As a direct result of the Vixen B tests, the feather beds, and lots of other equipment and buildings in the area, became impregnated with the most dangerous plutonium isotope, plutonium-239. The explosions created a kind of ‘dirty bomb’, releasing significant quantities of radioactive material into the atmosphere and subsequently onto the ground. In a submission to the Royal Commission, the ARL (now ARPANSA) ‘estimated that there were between 25 000 and 50 000 plutonium-contaminated fragments in the Taranaki area, although the number might need to be doubled if missed and buried fragments were included… The finding of this large number of plutonium-contaminated fragments was a surprise and changed the whole concept of hazard assessment of the plutonium-contaminated areas’. Over time, this calculation was revised to three million fragments. Staging the Vixen B trials cost Australia a lot of money – the cost for the first series alone was over £25 000 in labour, materials, plant hire and other expenses. It reaped three million loose fragments of plutonium.

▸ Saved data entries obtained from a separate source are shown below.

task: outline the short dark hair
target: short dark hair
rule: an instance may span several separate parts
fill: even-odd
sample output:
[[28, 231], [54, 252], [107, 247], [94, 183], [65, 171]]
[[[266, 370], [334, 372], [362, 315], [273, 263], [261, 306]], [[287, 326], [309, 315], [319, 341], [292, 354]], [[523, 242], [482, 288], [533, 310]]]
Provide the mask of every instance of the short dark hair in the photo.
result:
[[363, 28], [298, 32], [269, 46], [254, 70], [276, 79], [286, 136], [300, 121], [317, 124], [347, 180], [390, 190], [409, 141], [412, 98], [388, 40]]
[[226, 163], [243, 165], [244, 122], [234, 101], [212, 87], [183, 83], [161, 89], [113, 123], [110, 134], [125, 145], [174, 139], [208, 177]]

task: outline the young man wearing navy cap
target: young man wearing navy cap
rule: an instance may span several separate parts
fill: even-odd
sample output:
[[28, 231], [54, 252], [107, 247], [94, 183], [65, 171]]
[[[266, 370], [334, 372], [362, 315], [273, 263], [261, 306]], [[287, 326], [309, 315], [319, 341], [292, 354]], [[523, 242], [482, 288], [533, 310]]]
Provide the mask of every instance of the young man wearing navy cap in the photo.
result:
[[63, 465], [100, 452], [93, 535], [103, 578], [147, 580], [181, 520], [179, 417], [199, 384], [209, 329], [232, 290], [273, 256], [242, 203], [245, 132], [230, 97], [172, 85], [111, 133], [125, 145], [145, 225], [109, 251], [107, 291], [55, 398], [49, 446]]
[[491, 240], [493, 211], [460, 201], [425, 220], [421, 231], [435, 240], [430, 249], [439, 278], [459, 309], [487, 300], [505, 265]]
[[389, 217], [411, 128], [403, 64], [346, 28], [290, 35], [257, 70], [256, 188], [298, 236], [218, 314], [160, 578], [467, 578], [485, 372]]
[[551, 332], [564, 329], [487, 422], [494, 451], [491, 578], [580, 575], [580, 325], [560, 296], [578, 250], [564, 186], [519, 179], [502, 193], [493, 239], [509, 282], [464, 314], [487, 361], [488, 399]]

Small particles of plutonium can be picked up readily in dust and can swirl around the landscape. Anyone in the vicinity might breathe it in. It is an insoluble particle that, if inhaled, lodges in the lungs, where it can stay throughout a person’s lifetime and irradiate its surroundings, possibly causing lung cancer. The risk is precisely proportional to the dose. If a person breathes in enough plutonium-239 to receive a dose of 1 millisievert (a unit of biological absorption of ionising radiation) the risk that he or she will get lung cancer is about one in 20 000. If a person ingests or inhales enough to receive a dose of 100 millisieverts then the risk is one in 200.